You Should Be Very Skeptical of Nectome's Deadly 'Mind-Uploading Service'
Four things are true: One, a startup called Nectome plans to embalm the living brains of dying people, with the promise that the preserved tissues might someday be brought back to life. Two, the grim plan has gotten a ton of press coverage in the past few days, ever since MIT Technology Review covered it on Tuesday (March 13). Three, most of that press coverage doesn't cite any outside neuroscience experts. And four, all of the experts that Live Science contacted to discuss the story have expressed, one way or another, that they found the plan ridiculous.
Nectome plans to insert itself into the process of physician-assisted suicide. The company wants to flood the arteries of living people who have terminal illnesses with embalming fluid to preserve their brain tissue. The idea is that the dead organ would then be converted into a map of all the connections among neurons — constituting a complete, physical "connectome," from which a person's consciousness might one day be resurrected. The evidence that they can pull it off? They've managed to successfully preserve a pig's brain "so well that every synapse inside it could be seen with an electron microscope."

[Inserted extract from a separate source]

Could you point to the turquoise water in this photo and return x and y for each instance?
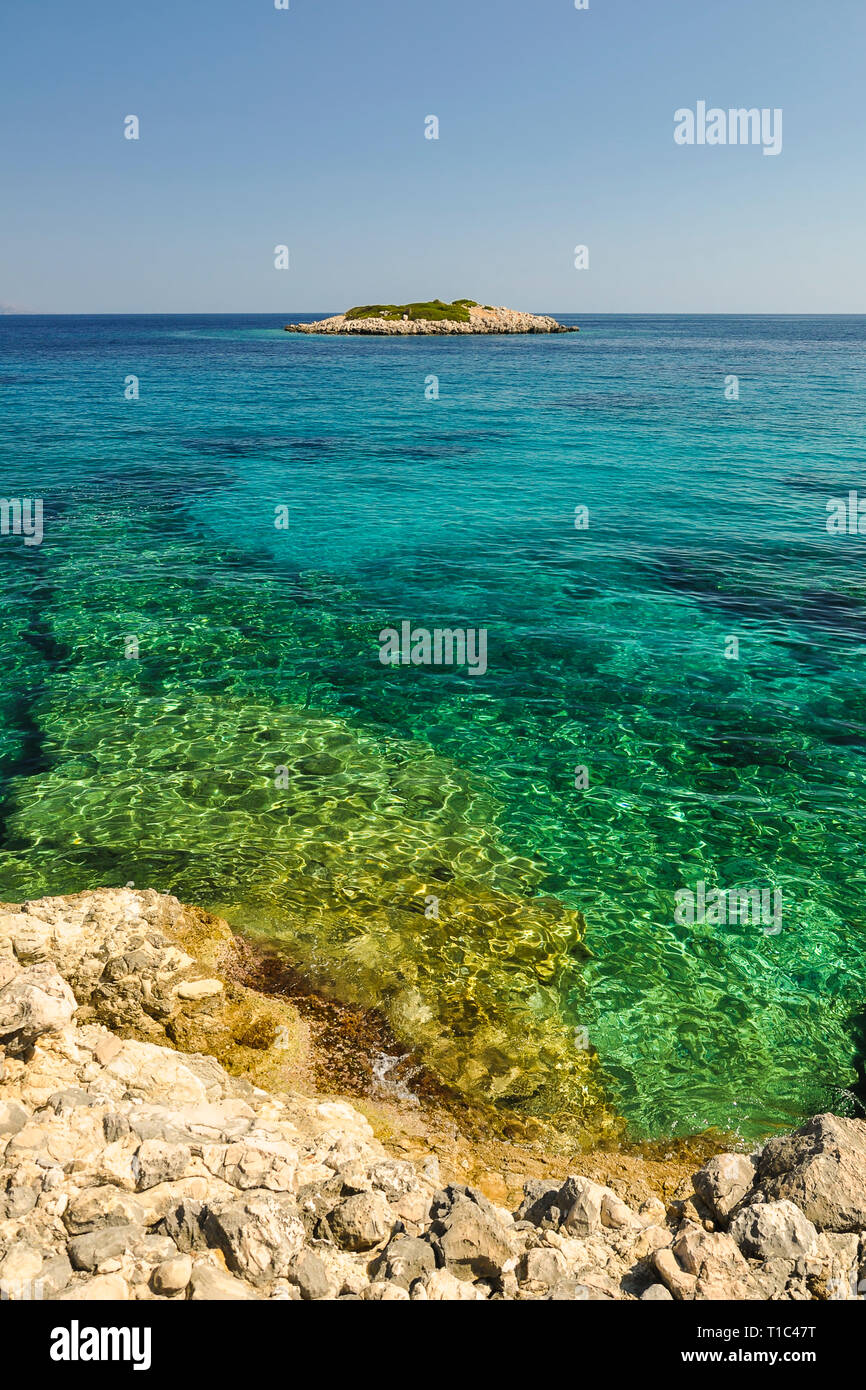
(257, 648)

The company also says, somewhat ghoulishly, that the process is "100 percent fatal."
Here are some of the first responses Live Science got from three neuroscientists and their graduate students after contacting them in the last 48 hours to seek their opinions of the company:
"Oh, lord."
"Don't you think it's not even worth reporting? You're just giving them more publicity."
"Oof, OK."
The last quote came from Jens Foell, a neuroscientist at Florida State University who specializes in using neuroimaging (MRIs, mostly) to study the relationship between the brain's doings and a person's behavior, perception and personality traits.
It's "cool" that Nectome managed to preserve the pig brain, Foell told Live Science, but what the company preserved is "not the whole story" of what that brain was or the information it processed and contained.
"It's true that synapses are where all the action happens," he said. "But cell firing behavior is determined by other things, including processes within the cells that are determined by proteins that are much smaller than synapses (and some of them are short-lived)."